Acting IRS Commissioner Steven Miller submitted his resignation and Treasury Secretary Jacob Lew accepted it, the president announced at a briefing. Obama added that he and Lew had spent part of the afternoon reviewing a report on targeted audits of conservative nonprofits that was released Tuesday night by the Treasury Department’s inspector general for taxation.
“The IRS has to operate with absolute integrity,” Obama said, adding that the importance of public trust is “especially true” for the tax collector.
The president characterized Miller’s resignation as the first step in an effort to “hold the responsible parties accountable.” Several other IRS officials, including Lois G. Lerner, director of the agency’s tax-exempt organizations department, have achieved notoriety since news broke last week that it had been targeting for extra scrutiny and delays groups with words like “tea party” and “constitution” in their applications for tax-exempt status.
Obama added that he has directed Lew to “follow up on the IG’s report,” and to put safeguards in place in compliance with the report’s recommendations. IRS officials had initially challenged several of the recommendations made by Treasury Inspector General for Tax Administration J. Russell George.
Obama’s announcement went beyond rhetorical flourishes by including the real news of a high-level personnel change. Miller is the first executive branch official to be fired in the audit scandal. Nevertheless, Republicans maintained that the dismissal of Miller is not enough.

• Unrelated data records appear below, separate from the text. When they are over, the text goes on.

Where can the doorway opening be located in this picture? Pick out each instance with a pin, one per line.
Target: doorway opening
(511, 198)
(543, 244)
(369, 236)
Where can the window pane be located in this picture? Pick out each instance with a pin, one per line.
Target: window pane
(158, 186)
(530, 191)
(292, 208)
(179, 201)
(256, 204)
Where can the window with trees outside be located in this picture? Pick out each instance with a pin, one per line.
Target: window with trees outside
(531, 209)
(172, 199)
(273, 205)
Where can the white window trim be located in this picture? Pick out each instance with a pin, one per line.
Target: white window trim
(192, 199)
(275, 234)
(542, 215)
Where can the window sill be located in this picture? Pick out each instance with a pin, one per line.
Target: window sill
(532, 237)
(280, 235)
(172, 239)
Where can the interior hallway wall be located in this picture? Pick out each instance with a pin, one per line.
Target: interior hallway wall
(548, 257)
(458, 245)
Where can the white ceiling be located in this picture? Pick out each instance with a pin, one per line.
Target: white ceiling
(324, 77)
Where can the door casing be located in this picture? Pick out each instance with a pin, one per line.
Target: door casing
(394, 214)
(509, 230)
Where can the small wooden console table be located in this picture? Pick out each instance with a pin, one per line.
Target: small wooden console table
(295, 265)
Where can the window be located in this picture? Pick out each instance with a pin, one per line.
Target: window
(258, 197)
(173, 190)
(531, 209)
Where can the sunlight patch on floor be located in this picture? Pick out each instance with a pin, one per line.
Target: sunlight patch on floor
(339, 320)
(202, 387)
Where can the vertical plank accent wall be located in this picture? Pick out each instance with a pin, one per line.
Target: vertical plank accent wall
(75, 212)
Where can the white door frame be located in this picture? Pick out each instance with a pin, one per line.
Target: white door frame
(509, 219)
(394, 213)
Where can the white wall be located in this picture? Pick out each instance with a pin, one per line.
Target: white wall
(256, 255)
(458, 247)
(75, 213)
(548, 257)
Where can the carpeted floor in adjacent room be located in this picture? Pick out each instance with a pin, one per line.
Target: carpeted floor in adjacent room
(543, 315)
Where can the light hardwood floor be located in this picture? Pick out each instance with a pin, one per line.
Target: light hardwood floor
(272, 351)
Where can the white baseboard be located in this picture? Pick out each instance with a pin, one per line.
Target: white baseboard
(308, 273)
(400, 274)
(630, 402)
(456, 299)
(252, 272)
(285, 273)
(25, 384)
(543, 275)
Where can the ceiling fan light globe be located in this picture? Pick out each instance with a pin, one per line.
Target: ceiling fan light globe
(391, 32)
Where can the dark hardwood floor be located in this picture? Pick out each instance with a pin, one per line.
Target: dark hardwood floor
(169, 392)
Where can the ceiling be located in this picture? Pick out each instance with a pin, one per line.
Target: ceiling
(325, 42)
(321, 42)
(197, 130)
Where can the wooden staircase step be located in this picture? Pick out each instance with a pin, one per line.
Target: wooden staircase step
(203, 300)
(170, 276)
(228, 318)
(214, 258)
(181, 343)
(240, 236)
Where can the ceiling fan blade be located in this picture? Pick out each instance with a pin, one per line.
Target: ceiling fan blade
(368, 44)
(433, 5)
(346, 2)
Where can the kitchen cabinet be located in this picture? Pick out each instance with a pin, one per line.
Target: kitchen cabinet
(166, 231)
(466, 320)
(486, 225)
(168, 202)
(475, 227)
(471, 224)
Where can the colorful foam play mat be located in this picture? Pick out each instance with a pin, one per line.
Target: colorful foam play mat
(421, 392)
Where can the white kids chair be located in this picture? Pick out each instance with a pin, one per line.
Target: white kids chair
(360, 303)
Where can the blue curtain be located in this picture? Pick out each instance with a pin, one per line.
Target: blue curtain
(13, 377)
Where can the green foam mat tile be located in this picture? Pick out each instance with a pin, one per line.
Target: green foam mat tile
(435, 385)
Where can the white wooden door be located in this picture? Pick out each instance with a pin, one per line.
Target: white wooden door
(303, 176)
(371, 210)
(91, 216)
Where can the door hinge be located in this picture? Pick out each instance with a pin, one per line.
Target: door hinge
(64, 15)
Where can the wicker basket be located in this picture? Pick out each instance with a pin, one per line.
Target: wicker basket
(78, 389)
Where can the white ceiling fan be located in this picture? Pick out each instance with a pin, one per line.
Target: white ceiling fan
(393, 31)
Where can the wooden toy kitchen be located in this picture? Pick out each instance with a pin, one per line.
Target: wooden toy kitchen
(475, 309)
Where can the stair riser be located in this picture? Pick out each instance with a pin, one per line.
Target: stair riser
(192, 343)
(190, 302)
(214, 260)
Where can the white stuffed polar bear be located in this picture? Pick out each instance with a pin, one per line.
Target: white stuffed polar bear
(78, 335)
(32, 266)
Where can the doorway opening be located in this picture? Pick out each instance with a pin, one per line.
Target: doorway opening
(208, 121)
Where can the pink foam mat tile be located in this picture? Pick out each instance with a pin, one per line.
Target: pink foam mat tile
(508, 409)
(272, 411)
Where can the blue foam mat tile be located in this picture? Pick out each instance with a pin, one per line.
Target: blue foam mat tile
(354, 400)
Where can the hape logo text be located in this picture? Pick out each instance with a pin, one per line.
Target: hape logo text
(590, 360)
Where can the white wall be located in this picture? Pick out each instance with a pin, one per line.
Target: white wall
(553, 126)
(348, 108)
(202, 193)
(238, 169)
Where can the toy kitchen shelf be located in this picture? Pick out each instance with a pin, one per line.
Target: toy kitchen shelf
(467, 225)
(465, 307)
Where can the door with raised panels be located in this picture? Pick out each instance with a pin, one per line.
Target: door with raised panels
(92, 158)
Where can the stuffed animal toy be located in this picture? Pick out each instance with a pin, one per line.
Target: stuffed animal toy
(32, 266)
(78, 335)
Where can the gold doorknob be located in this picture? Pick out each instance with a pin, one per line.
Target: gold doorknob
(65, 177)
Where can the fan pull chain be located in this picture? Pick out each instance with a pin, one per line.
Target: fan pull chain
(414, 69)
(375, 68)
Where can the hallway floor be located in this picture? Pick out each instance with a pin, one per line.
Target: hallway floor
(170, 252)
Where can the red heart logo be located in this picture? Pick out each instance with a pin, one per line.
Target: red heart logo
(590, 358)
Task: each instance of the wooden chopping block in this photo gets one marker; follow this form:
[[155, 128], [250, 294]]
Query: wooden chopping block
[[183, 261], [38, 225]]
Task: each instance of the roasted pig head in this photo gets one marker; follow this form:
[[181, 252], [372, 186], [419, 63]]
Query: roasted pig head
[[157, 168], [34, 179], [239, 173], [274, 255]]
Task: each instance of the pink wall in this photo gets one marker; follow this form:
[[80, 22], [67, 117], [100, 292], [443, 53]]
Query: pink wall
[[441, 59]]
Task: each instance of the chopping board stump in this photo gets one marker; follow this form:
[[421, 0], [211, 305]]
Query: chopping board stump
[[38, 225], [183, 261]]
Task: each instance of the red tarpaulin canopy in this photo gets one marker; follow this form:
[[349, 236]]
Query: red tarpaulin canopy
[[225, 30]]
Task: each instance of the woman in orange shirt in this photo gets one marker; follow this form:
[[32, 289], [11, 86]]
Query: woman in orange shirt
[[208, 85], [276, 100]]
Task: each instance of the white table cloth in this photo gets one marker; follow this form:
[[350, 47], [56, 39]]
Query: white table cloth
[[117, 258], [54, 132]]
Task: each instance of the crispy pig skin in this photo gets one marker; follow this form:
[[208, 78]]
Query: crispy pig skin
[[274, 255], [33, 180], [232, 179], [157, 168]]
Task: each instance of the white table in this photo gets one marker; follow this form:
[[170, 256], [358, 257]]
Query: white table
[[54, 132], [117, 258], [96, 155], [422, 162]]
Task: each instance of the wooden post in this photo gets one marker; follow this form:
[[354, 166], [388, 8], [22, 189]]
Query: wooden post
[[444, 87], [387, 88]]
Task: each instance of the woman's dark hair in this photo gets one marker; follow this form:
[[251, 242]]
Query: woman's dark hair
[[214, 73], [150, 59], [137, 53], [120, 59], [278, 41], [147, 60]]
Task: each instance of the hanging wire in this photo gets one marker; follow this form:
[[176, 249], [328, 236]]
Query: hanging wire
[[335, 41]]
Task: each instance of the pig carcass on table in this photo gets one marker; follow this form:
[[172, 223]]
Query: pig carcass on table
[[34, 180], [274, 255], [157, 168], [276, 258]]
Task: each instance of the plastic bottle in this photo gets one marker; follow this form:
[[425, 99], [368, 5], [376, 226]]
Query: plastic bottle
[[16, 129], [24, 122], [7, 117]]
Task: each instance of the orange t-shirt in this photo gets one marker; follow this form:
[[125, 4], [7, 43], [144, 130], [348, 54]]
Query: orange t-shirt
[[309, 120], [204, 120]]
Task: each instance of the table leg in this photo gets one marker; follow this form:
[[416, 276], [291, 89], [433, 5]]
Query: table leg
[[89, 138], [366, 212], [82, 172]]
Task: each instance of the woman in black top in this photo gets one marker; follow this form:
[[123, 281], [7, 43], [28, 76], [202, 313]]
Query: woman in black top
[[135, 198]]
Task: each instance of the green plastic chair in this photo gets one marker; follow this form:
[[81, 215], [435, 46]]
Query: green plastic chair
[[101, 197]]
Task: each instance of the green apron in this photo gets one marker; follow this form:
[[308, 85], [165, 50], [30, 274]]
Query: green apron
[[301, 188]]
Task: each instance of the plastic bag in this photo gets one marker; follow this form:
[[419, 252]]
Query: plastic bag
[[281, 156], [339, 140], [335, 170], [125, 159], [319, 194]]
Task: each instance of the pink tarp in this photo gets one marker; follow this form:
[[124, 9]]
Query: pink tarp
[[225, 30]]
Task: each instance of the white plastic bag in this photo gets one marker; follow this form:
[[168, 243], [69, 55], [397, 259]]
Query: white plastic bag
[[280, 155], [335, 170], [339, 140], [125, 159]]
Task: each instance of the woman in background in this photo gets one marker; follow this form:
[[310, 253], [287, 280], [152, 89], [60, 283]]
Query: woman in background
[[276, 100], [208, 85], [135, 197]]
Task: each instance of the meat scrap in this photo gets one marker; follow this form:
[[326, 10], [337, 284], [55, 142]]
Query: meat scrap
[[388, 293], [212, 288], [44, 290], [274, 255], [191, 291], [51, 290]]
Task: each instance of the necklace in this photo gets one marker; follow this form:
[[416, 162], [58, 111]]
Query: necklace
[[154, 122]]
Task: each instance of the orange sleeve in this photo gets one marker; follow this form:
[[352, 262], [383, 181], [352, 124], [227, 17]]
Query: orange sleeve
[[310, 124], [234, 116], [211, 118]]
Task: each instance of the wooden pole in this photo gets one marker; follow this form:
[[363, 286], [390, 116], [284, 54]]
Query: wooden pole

“Simply allowing the acting-head of the IRS to resign is not enough,” said Republican National Committee Chairman Reince Priebus in a statement. “This is clearly a scapegoat that distracts from answering the core questions from information that has been known within the administration for over a year: Who in the White House knew what and when? If they were aware earlier of improper activity, why wasn’t action taken sooner? The president still owes Americans—especially the targeted groups—an apology. He spent years maligning them. He called some groups ‘tea-baggers’ and said in 2010 he would ‘punish our enemies.’ There’s no denying he created a culture in his administration that encouraged the targeting of these groups. Ultimately, he should take responsibility for what happened and stop avoiding the tough questions.”
U.S. Senate Republican Leader Mitch McConnell of Kentucky said Obama’s move is not enough.
“More than two years after the problem began, and a year after the IRS told us there was no problem, the President is beginning to take action,” McConnell announced. “If the President is as concerned about this issue as he claims, he’ll work openly and transparently with Congress to get to the bottom of the scandal — no stonewalling, no half-answers, no withholding of witnesses. These allegations are serious — that there was an effort to bring the power of the federal government to bear on those the administration disagreed with, in the middle of a heated national election. We are determined to get answers, and to ensure that this type of intimidation never happens again at the IRS or any other agency.”
Obama struck a conciliatory tone in his announcement.
“We will work with Congress as it performs its oversight role,” the president said.
The first hearings on the scandal, before the House Ways and Means Committee, is scheduled for Friday. Miller is slated to testify and has announced that he will not invoke his Fifth Amendment privilege against self-incrimination.